DDAVP

CHIEF COMPLAINT:

Abdominal pain, hematuria

HISTORY OF PRESENT ILLNESS

This 66 year old previously healthy man developed symptoms of fatigue, malaise, diffuse myalgias, chills, and cough productive of yellowish-green and occasionally blood-tinged sputum nine days prior to admission. After two days of symptoms, he presented to an outside urgent care center where he was diagnosed with pneumonia and given a prescription for clarithromycin. In the following week, he noted a change in the color of his urine - from orange to black, then red-and noted that it was deep red on the night prior to admission. He did not complain of dysuria. That same night, he developed crampy bilateral lower abdominal and flank pain, intermittent and severe, that persisted through the clay of admission, prompting his visit to TMH Emergency Room. A Foley catheter was placed in the ER, and a 600cc post-void residual (bloody, without clots) was obtained.

REVIEW OF SYSTEMS:

In the three days prior to admission, the patient felt somewhat fatigued and lightheaded. He otherwise denied any constitutional, cardiovascular, pulmonary, gastrointestinal, genitourinary, neurologic, dermatologie, musculoskeletal, endocrine, hematologie, or allergic problems, other than those listed above.

PAST MEDICAL HISTORY:

Tonsillectomy and adenoidectomy performed at age 13, without bleeding or other complications.

MEDICATIONS:

Clarithromycin 500 mg PO BID for one week. Aspirin prn (rarely taken)

ALLERGIES:

No known drug allergies.

SOCIAL HISTORY:

The patient smoked one pack of cigarettes per day for 45 years. He denied alcohol or drug use. The patient is married, and works as an iron worker and welder.

FAMILY HISTORY:

There is a positive family history of malignancy-his father had lung cancer, his mother had bladder cancer, and his brother had an unspecified brain malignancy.

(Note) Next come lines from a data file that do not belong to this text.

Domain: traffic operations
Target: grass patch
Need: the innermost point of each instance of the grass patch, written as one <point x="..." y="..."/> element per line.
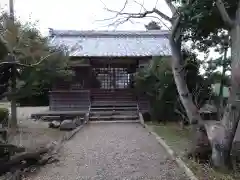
<point x="179" y="140"/>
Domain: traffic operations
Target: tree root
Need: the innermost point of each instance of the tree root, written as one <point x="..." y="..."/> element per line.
<point x="19" y="163"/>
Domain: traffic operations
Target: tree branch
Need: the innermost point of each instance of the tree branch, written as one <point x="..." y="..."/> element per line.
<point x="224" y="14"/>
<point x="171" y="6"/>
<point x="174" y="30"/>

PHYSICAL EXAM: Temp=37.5°C BP=100/49 HR=75(reg.) RR=12 SaO^sub 2^= 98%/RA

General: Well nourished, well developed man, appearing his stated age, in no apparent distress.

HEENT: Anicteric, EOMI/PERRL. Oropharynx clear and without lesions, mucous membranes moist.

Neck: Supple, without JVD or palpable lymphadenopathy.

CV System: Regular rhythm, no audible murmurs, gallops, or rubs.

Lungs: CTA bilaterally, without wheezes or rales.

Abd: Soft, NT/ND, +BS, no organomegaly. Mild left flank tenderness elicited with palpation.

Extr: Warm, well-perfused, no edema.

Neuro: Normal.

Derm: Warm, dry, no rashes. No petechiae or purpura; one ecchymosis present on the back.

LABS:

CBC:

WBC count: 14,200 per mL

Hemoglobin: 8.4 g/dL

Hematocrit: 25%

Platelet count: 367,000 per mL

Differential: 88% Granulocytes/0% band Forms/7 Lymphnocytes/4 Monocytes

Chem 7:

Sodium: 136 mmol/L

Potassium: 4.3 mmol/L

Chloride: 103 mmol/L

Bicarbonate: 36 mmol/L

BUN: 25 mg/dL

Creatinine: 1.7 mg/dL

Glucose: 121 mg/dL

Coagulation panel:

PT: 14.2 seconds

INR: 1.3

PTT 50.0 seconds

Liver chemistry: Within Normal Limits (WNL)

Amylase/lipsae: WNL

Urinalysis showed packed RBC's and 15 WBCs, 500 protein, few bacteria and mucous present.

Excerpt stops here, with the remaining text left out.